Giving Compass' Take:

• AVPN discusses how the different tools of measuring impact have been inconsistent in terms of their "practical application." Are we holding those at the top accountable?

• The suggestion here is to be better at responding to feedback to constituents and to detach evaluation from specific goals (which can skew results).

Here's why it's also important to include a gender lens in impact measurement.


While there may seem to be many ways of measuring social impact, the truth is that there is increasing convergence in the approaches being advocated across different sectors. The Social and Natural Capital Coalitions, predominantly aimed at corporates are very similar to the Impact Management project, mainly aimed at impact investors, which is very similar to the principles of Social Value supported by Social Value International. This convergence has not yet filtered through to increasing practice and even less to the use of data to influence decisions.

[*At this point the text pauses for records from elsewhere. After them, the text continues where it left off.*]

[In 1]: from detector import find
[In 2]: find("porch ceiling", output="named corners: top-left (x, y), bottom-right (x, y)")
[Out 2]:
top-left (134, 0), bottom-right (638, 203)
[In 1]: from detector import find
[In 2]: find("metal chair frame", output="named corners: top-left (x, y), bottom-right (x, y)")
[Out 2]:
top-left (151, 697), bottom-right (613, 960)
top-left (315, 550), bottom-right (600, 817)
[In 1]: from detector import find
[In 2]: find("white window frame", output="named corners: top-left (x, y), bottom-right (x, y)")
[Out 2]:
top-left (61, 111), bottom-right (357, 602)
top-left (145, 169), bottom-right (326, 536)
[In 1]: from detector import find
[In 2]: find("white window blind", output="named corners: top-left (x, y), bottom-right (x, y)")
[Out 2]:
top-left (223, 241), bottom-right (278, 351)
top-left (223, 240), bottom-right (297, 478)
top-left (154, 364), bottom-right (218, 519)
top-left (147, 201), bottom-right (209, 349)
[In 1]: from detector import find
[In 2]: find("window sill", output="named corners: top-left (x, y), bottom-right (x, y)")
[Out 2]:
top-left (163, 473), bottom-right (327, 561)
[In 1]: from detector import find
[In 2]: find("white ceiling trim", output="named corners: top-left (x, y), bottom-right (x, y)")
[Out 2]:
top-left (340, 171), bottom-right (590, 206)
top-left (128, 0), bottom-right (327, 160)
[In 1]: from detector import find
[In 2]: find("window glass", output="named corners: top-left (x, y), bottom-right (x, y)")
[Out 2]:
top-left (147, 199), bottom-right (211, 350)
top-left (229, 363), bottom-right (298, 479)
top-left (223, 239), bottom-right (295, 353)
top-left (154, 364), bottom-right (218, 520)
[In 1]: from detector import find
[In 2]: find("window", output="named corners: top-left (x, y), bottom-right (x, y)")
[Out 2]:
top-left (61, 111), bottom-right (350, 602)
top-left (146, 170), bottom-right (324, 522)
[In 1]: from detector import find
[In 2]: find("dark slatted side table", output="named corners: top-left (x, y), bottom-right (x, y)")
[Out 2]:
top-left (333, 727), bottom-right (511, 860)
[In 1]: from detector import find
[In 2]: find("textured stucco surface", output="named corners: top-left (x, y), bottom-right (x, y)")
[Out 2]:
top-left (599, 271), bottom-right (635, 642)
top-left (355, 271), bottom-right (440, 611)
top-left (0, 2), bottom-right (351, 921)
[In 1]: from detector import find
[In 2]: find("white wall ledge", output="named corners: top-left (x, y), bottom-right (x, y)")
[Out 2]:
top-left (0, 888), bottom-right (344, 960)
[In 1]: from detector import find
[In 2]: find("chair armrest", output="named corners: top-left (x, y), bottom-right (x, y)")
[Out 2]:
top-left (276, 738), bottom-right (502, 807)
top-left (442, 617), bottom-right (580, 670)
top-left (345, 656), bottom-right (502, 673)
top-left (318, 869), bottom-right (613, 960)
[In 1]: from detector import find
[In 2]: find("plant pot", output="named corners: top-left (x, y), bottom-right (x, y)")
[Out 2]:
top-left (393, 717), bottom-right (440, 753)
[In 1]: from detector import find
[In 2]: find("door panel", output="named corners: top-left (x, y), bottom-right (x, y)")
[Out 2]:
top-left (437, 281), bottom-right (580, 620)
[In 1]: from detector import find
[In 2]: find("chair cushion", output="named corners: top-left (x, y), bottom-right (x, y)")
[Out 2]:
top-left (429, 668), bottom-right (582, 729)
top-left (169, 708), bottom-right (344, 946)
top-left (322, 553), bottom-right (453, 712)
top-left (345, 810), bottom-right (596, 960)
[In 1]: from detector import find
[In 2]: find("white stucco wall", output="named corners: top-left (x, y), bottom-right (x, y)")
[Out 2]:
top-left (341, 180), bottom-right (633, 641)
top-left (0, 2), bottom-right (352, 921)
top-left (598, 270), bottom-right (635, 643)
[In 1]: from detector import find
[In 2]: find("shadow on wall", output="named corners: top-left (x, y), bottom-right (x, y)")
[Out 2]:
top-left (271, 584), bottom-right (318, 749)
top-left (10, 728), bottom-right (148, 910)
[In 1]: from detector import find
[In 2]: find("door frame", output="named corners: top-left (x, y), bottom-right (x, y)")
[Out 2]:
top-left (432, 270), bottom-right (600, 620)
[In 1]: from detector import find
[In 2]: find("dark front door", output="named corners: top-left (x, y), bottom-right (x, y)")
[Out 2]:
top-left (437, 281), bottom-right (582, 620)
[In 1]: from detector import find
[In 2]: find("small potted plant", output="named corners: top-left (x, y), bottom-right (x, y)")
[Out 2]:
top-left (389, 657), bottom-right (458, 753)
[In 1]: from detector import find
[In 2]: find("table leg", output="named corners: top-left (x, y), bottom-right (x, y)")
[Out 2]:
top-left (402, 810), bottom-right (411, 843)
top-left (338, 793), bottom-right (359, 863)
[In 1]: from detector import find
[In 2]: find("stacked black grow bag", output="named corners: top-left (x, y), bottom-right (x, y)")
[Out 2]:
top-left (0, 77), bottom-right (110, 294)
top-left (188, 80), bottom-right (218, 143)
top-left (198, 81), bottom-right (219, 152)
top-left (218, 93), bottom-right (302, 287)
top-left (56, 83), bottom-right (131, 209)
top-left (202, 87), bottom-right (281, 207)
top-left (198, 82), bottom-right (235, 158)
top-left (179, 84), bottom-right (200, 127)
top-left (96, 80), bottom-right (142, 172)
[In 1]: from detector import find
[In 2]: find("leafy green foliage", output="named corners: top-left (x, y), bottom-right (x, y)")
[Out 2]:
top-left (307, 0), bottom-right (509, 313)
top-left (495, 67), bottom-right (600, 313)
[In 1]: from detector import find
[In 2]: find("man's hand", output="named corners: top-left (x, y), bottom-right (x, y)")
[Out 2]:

This is a significant problem as, in general, the people who experience social impact cannot hold those delivering it to account — at least not to the same extent as is the case with financial impact. Managing financial impact has an ecosystem that protects investors — from standard approaches to accounting, audit and analysis, to active press coverage and well-developed legislation. This system has been key to unleashing the increase in wealth that we have seen over the last century and yet we appear unwilling to implement a similar level of accountability for those experiencing social impact. Not only to protect them but also to ensure that, like finance, we are creating as much social value as we can with the resources we have.